Chinese billionaires in takeover battle for Center Parcs
Chinese billionares, Wanda Propert's Wang Jianli and Fosun's Guo Guangchang weighing possible offers for UK holiday resort- Center Parcs.
Two of China’s most prominent billionaires could gatecrash a looming global takeover battle for Center Parcs, the holiday resorts operator.
Wang Jianli and Guo Guangchang are understood to be in the early stages of weighing possible offers for the company, which has been put up for sale by its owners.
Wang is China’s biggest property mogul, overseeing the Dalian Wanda shopping mall, entertainment and retail empire, which is one of the world’s largest property developers. He owns the AMC cinema chain in America, British yachtmaker Sunseeker and the Han Show Theatre in Wuhan, China (above). The 60-year-old is China’s second-richest man behind Alibaba boss Jack Ma, with a $13.2bn fortune, says Forbes magazine.
Guo is the boss of Fosun, a sprawling conglomerate, which has amassed a vast overseas empire of leisure and travel assets, including the Club Med holiday parks. In China, his business acumen has earnt the tycoon the nickname “the Warren Buffet of the East”.
Center Parcs runs five holiday villages in the UK, where holidaymakers can take part in activities from swimming to rock-climbing, and stay in luxury treehouses. Its most recent resort was opened last summer in Woburn Forest, on the Duke of Bedford’s estate, at a cost of £250m.

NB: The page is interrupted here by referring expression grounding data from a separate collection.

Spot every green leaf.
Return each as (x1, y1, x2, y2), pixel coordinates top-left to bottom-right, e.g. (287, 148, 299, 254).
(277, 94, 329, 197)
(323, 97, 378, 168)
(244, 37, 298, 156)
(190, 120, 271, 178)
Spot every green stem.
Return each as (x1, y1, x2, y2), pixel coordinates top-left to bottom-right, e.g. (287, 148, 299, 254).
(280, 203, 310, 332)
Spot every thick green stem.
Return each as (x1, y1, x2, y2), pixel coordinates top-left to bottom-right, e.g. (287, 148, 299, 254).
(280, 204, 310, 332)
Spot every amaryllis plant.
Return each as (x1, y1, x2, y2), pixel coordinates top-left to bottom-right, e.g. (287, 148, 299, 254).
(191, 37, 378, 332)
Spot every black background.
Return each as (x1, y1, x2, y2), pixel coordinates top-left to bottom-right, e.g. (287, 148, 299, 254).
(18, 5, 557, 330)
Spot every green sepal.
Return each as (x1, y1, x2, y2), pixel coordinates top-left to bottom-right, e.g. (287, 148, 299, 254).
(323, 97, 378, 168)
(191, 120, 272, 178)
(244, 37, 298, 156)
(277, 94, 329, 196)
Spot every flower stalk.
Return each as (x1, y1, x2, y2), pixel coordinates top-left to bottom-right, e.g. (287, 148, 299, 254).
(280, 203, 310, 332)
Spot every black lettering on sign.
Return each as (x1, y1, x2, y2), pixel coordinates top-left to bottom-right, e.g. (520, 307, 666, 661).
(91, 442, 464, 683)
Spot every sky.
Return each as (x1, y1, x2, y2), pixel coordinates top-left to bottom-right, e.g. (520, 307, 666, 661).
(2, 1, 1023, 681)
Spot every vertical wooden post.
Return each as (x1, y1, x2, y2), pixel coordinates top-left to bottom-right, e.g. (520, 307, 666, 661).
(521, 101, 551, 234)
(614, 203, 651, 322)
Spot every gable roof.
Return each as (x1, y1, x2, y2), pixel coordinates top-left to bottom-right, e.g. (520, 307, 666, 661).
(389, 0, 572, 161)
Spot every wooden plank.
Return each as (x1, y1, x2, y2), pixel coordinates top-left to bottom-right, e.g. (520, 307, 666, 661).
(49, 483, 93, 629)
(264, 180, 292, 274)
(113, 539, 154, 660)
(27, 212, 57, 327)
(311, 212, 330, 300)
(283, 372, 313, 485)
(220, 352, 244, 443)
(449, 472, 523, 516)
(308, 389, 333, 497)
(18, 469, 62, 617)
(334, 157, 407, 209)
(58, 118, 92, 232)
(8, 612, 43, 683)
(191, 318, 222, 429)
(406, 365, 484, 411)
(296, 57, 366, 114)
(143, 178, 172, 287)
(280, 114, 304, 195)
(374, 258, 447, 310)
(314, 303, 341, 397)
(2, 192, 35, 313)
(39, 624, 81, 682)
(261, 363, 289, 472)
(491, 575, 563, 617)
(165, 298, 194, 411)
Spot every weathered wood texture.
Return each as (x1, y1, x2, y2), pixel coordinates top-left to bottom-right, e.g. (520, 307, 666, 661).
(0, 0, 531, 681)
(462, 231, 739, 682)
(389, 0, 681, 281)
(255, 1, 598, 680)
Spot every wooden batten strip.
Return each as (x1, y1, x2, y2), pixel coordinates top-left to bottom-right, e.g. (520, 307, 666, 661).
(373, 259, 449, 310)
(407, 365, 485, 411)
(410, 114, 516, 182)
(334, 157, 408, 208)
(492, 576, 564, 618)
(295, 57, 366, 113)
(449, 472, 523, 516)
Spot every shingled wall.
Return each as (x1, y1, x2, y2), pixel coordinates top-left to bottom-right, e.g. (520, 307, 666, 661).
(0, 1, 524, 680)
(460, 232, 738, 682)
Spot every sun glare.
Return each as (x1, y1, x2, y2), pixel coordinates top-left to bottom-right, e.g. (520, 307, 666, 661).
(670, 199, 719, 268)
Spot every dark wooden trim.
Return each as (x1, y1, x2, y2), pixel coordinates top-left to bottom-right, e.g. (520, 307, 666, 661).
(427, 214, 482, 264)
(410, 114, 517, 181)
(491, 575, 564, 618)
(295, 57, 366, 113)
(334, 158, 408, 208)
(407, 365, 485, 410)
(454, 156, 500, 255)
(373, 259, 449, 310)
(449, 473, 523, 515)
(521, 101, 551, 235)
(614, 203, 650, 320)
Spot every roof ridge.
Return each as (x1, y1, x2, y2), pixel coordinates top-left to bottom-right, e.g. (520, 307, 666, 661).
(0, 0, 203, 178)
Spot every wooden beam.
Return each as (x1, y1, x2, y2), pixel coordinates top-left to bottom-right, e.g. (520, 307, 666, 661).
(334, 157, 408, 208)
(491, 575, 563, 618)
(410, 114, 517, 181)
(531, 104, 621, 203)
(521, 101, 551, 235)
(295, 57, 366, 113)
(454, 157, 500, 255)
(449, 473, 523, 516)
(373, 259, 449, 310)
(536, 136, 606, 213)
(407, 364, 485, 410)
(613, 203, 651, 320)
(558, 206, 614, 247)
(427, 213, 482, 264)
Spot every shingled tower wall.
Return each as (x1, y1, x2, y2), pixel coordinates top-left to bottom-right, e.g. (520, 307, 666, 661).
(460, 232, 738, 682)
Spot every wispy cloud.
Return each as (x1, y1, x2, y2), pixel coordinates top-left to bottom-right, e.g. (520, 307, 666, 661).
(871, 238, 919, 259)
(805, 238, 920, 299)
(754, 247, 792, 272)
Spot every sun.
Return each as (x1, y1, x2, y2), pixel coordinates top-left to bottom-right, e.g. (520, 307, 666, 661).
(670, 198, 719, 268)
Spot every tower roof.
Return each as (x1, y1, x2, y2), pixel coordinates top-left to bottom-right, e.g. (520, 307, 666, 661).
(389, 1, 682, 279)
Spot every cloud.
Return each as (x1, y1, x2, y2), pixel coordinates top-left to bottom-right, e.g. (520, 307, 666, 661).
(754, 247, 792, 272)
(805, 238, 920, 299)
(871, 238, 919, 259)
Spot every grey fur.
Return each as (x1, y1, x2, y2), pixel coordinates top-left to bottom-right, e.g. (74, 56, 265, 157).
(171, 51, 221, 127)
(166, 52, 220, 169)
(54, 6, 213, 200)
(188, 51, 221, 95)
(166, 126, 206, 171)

It is understood that Blackstone, the American private equity firm that owns Center Parcs, is trying to tempt both Dalian Wanda and Fosun into lodging bids for the company.
Blackstone is considering either selling Center Parcs, which it has owned since 2006, to new backers or floating it on the London stock exchange. The owners are understood to have placed a price tag of around £2.5bn on the business, which notched up pre-tax earnings of £147m last year.
Last month, Blackstone picked four investment banks: Bank of America Merrill Lynch; Morgan Stanley; Barclays and Deutsche Bank to begin preparations for a listing.
Separately, Rothschild was appointed to gauge appetite among suitors and has already received firm interest from at least three parties.
It is understood preliminary bids have been lodged by private equity firms CVC and BC Partners. The former is understood to be working with GIC, the Singaporean sovereign wealth fund, while the latter has joined forces with KSL.